The National Organization for Marriage has fallen on hard times. Once powerful and effective in preventing equality for LGBT people, it’s now facing serious financial problems and on a huge losing streak in both legislatures and courts. Mark Joseph Stern thinks he hears a funeral dirge starting to play:
This week, a Reagan-appointed federal judge handed the National Organization for Marriage its first major rejection of the month, kicking the anti-gay-marriage group’s IRS lawsuit out of court. NOM, a longtime opponent of disclosure laws, had claimed that the IRS intentionally leaked a contributor list to the pro-gay Human Rights Campaign, using the accusation as a fundraising tool. On Tuesday, however, U.S. District Judge James C. Cacheris slammed NOM’s claim, noting the group’s utter lack of evidence and criticizing its case as “unconvincing” and “unpersuasive.”
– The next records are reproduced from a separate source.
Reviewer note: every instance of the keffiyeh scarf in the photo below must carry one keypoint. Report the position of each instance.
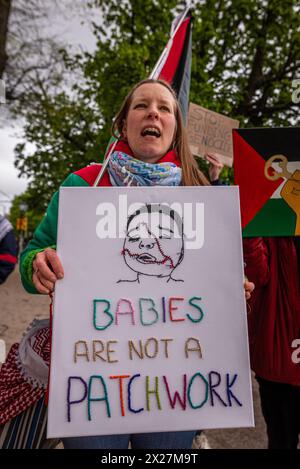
(125, 170)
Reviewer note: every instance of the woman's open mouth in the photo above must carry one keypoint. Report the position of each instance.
(146, 258)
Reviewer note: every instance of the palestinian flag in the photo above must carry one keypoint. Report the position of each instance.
(174, 64)
(267, 171)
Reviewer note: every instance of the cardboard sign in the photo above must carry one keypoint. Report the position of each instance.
(210, 132)
(150, 330)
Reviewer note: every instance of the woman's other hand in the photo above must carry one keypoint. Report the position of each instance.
(215, 166)
(249, 287)
(47, 269)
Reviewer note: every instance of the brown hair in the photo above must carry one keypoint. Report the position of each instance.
(191, 174)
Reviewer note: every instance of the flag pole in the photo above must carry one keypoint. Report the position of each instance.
(165, 52)
(154, 75)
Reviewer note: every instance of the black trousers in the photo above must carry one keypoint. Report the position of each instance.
(280, 404)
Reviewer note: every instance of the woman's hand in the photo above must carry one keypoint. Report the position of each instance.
(215, 166)
(249, 287)
(47, 269)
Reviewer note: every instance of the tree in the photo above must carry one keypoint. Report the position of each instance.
(5, 11)
(31, 51)
(33, 215)
(245, 55)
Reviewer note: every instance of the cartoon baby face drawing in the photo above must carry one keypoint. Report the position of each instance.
(154, 243)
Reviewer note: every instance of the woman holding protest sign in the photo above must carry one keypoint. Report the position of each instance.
(152, 150)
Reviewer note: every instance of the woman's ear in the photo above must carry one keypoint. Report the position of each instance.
(124, 129)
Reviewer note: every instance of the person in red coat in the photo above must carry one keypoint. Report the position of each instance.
(274, 324)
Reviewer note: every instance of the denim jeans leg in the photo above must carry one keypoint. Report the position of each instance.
(97, 442)
(163, 440)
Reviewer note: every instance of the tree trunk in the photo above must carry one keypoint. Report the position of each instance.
(4, 16)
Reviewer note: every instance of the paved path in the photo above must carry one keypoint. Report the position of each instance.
(18, 309)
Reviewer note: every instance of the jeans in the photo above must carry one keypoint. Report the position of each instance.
(163, 440)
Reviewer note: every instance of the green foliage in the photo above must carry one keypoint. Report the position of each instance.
(33, 214)
(245, 55)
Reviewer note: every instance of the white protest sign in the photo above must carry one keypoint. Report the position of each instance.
(149, 328)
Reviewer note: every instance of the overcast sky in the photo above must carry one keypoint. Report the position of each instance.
(73, 32)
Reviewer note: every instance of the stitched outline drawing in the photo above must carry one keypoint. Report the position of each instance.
(154, 242)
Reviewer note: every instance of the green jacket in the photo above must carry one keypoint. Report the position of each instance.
(46, 233)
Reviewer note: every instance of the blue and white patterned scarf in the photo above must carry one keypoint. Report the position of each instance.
(125, 170)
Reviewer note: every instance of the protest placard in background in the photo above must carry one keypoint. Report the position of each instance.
(149, 329)
(210, 132)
This dismissal would be embarrassing enough on its own. Yet 2014 has brought NOM so many defeats that its IRS loss barely made the news. The day after Judge Cacheris’ ruling, the U.S. Supreme Court swatted down NOM’s attempt to halt gay marriage in Oregon, where the attorney general has refused to defend the state’s recently invalidated ban. (Before that, the group tried, and failed, to make a last-minute defense of the law in district court.) These two failures come on the heels of NOM’s most humiliating month yet: In May, the Maine Ethics Commission hit the group with a $50,250 fine for breaking state laws in its 2009 campaign to overturn marriage equality. The commission went on to note that NOM had also likely violated campaign disclosure laws in New Hampshire and Iowa. The Iowa Ethics & Campaign Disclosure Board is currently investigating the group.
Was it inevitable that NOM would fall apart so quickly? As the organization stumbles toward irrelevance and impotence, it’s easy to forget just how successful and formidable it once was.
I think Maggie Gallagher got out a couple years ago because she saw the handwriting on the wall, leaving Brian Brown to cry into his well-worn Bible. This string of losses almost certainly have crippled their ability to raise money, adding to their already dismal financial situation. And I’m just gonna laugh my ass off about it.